1. Infected Red Blood Cell Sequestration

Adhesion to Endothelium: Infected red blood cells (RBCs) express surface proteins called PfEMP1, which facilitate adhesion to the endothelium of blood vessels in the brain. This
adhesion leads to the sequestration of these infected cells away from the spleen, where they would normally be cleared.

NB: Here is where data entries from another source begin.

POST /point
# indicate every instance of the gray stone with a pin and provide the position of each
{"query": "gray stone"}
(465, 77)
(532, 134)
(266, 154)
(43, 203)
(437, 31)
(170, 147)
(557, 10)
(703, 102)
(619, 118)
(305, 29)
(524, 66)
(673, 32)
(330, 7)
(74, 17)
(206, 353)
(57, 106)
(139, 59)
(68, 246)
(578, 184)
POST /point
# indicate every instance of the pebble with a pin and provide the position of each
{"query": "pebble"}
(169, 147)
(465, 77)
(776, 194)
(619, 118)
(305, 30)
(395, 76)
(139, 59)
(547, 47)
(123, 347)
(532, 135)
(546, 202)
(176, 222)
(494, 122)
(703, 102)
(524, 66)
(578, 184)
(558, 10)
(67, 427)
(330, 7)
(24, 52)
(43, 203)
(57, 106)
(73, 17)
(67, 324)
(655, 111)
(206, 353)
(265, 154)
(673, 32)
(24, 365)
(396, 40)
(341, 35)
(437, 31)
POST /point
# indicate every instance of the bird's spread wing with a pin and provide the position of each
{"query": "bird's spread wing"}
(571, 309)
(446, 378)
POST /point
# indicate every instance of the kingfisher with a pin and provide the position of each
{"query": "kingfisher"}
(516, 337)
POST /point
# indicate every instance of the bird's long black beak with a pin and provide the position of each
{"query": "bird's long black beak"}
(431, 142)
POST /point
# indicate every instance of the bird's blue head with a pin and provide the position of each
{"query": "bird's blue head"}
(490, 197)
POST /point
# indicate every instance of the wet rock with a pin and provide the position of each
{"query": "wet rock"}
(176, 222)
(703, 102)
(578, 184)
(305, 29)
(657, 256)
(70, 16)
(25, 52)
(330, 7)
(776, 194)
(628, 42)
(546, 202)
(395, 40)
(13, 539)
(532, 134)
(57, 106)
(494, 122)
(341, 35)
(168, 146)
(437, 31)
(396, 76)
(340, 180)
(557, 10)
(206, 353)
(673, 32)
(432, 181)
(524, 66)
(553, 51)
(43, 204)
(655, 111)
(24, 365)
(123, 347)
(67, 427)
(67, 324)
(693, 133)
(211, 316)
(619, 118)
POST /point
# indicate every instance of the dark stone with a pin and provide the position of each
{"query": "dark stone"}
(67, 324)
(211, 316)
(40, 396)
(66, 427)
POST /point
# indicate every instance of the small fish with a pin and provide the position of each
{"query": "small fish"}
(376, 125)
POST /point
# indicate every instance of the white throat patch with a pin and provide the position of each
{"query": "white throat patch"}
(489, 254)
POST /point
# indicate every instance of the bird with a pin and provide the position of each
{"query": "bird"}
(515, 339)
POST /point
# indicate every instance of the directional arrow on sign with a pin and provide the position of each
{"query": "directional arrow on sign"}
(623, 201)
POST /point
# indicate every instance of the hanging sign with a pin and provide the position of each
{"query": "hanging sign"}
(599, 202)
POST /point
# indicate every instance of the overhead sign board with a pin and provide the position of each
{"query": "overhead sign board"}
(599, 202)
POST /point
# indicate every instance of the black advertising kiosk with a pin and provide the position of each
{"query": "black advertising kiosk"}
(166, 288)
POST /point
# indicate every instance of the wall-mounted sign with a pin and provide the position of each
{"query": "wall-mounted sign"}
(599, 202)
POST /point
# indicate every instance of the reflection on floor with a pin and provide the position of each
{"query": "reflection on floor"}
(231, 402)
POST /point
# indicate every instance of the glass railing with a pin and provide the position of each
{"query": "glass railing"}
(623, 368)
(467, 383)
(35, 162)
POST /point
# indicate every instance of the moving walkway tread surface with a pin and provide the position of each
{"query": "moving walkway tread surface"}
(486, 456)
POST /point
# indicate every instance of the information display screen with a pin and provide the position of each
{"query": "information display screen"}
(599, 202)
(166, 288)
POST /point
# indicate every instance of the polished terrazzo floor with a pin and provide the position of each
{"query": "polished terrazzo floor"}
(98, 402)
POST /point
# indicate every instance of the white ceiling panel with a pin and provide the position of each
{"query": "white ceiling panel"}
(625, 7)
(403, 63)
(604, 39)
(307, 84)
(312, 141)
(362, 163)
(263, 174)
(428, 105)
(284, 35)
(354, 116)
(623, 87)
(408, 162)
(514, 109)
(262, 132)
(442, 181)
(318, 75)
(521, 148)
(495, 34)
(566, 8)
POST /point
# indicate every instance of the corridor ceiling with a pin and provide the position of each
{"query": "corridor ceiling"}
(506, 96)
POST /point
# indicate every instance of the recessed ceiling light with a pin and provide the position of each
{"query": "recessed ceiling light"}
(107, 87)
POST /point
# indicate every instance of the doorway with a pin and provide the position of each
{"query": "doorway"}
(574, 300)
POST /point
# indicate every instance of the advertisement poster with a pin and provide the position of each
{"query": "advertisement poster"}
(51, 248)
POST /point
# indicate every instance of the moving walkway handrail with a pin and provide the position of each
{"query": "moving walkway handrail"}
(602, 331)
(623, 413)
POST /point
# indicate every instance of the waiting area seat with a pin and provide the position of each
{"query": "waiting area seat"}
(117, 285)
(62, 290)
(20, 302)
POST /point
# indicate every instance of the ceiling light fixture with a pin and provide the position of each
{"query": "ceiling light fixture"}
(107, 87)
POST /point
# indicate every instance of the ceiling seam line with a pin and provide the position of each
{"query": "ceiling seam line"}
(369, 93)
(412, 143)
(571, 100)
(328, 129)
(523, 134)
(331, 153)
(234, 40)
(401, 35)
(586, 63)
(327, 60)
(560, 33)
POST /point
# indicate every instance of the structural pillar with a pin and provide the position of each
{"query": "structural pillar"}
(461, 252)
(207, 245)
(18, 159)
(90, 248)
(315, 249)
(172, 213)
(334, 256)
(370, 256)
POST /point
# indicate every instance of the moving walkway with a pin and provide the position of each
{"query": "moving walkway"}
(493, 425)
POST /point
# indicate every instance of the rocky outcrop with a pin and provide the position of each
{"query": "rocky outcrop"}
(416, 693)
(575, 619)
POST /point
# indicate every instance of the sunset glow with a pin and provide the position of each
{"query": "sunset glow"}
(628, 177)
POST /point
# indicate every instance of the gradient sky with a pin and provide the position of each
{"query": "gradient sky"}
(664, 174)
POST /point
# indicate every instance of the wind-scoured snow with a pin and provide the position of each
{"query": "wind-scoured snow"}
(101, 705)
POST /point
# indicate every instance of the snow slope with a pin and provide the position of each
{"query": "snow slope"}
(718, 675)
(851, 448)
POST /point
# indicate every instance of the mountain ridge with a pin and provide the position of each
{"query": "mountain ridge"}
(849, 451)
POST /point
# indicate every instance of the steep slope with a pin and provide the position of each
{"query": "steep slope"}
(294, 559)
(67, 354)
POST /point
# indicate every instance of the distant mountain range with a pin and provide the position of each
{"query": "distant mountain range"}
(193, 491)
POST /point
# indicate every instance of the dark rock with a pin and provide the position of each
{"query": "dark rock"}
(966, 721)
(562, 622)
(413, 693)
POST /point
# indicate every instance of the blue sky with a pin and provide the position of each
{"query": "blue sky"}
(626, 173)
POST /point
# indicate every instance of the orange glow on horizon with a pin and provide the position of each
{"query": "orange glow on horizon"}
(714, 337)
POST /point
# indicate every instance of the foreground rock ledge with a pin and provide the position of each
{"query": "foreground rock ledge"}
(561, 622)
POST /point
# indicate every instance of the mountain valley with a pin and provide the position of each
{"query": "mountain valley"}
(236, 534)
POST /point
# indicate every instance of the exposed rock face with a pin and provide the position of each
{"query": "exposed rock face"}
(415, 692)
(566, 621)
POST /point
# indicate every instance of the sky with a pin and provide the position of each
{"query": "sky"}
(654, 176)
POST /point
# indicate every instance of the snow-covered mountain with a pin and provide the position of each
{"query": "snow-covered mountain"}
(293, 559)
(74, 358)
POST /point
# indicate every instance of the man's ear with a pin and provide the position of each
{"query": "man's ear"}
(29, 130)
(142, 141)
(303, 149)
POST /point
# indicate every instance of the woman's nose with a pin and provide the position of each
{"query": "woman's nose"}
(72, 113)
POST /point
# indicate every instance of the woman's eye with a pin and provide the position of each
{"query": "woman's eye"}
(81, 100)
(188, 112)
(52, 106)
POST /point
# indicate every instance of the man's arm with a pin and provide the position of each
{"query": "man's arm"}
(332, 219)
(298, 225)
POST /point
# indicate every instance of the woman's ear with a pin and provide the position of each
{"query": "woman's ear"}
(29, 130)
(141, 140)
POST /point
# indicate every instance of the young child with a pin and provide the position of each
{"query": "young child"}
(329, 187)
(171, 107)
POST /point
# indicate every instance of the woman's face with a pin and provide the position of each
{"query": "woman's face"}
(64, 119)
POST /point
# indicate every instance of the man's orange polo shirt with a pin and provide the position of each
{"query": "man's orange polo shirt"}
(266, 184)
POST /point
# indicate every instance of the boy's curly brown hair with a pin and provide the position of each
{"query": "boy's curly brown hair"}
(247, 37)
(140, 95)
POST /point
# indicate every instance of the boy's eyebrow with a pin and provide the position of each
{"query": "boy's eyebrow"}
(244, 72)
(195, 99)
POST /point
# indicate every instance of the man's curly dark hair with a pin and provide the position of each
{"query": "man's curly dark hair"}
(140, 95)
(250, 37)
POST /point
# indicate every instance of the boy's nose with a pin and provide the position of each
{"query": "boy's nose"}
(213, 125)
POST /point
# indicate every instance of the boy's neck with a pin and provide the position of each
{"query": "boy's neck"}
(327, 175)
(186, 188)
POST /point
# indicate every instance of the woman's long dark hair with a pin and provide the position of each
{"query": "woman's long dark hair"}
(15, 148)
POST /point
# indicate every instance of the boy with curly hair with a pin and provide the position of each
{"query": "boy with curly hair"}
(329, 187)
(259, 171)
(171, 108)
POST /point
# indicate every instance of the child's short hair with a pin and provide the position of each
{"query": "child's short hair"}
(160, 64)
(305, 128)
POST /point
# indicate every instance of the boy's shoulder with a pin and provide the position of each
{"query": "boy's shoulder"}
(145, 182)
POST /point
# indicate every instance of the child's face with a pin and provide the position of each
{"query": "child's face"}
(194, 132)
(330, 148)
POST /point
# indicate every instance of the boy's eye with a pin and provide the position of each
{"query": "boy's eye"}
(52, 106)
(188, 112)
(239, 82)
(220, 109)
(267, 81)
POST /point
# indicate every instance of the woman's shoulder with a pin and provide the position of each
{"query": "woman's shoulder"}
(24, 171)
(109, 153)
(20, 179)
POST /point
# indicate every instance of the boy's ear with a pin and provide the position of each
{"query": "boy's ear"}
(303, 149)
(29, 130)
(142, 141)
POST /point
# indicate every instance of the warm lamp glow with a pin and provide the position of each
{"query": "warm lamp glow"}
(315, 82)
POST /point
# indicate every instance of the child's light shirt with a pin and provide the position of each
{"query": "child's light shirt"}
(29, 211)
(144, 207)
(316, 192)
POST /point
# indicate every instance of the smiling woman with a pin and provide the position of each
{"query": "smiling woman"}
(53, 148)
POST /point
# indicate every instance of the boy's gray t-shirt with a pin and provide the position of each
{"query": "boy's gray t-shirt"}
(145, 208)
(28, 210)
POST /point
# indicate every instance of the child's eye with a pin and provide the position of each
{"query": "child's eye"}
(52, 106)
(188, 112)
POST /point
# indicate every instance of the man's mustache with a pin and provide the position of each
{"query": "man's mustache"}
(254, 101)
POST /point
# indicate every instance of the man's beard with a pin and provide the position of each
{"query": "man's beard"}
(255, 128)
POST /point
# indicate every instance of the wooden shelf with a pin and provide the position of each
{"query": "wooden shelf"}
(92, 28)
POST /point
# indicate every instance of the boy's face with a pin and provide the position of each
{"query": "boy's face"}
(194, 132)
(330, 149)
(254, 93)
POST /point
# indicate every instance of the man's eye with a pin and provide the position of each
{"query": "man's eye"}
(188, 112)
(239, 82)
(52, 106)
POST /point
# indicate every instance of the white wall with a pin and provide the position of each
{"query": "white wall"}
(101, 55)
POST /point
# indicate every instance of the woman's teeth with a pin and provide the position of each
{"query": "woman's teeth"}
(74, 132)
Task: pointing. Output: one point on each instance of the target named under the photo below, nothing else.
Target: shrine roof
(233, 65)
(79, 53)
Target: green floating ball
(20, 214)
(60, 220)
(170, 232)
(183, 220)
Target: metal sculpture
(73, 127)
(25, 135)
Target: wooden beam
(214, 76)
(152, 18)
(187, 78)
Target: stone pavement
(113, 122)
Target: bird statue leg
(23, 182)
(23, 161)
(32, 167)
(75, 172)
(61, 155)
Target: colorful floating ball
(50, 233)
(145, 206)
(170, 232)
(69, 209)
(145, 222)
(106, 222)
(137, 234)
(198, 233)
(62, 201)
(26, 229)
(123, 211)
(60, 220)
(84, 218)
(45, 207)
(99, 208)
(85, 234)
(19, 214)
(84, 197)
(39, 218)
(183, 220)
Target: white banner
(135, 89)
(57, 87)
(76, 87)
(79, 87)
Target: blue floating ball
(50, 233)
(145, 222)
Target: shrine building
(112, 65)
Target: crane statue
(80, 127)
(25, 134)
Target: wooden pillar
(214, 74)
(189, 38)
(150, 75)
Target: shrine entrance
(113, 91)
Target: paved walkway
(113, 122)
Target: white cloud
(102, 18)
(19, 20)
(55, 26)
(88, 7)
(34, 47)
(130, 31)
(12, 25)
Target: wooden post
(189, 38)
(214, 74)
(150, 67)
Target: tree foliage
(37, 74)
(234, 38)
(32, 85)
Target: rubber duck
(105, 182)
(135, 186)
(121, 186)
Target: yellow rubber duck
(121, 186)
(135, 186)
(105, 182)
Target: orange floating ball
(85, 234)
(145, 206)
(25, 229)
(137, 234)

2. Disruption of the Blood-Brain Barrier

Increased Permeability: The binding of infected RBCs to endothelial cells activates signaling pathways that increase the permeability of the BBB. This is primarily mediated by
pro-inflammatory cytokines released during the immune response, such as TNF-alpha and IL-1.
Endothelial Activation: Cytokines and other inflammatory mediators can cause endothelial cells to become activated, leading to structural changes in tight junctions (the connections
between endothelial cells), which normally restrict passage across the BBB.

3. Inflammatory Response

Cytokine Storm: The immune response to the infection results in the release of a large number of pro-inflammatory cytokines. This cytokine storm can contribute to edema and
inflammation in the brain, exacerbating damage to neuronal tissue.
Recruitment of Immune Cells: The inflammatory environment can attract immune cells (like monocytes and neutrophils) to the brain, which can further disrupt the BBB and lead to
tissue damage.

4. Microvascular Obstruction

Formation of Clots: The sequestration of infected RBCs, along with activated platelets and immune cells, can lead to microvascular obstruction. This obstruction restricts blood flow
and contributes to ischemia (lack of oxygen) in brain tissue.

5. Direct Neuronal Damage

Toxins and Metabolites: As infected RBCs break down, they release various toxic substances (like hemozoin) and metabolic byproducts, which can directly harm neurons and
contribute to neurological deficits.
Oxygen Deprivation: The combination of BBB disruption, microvascular obstruction, and increased metabolic demands of the activated immune system can lead to hypoxia
(insufficient oxygen), causing further neuronal injury.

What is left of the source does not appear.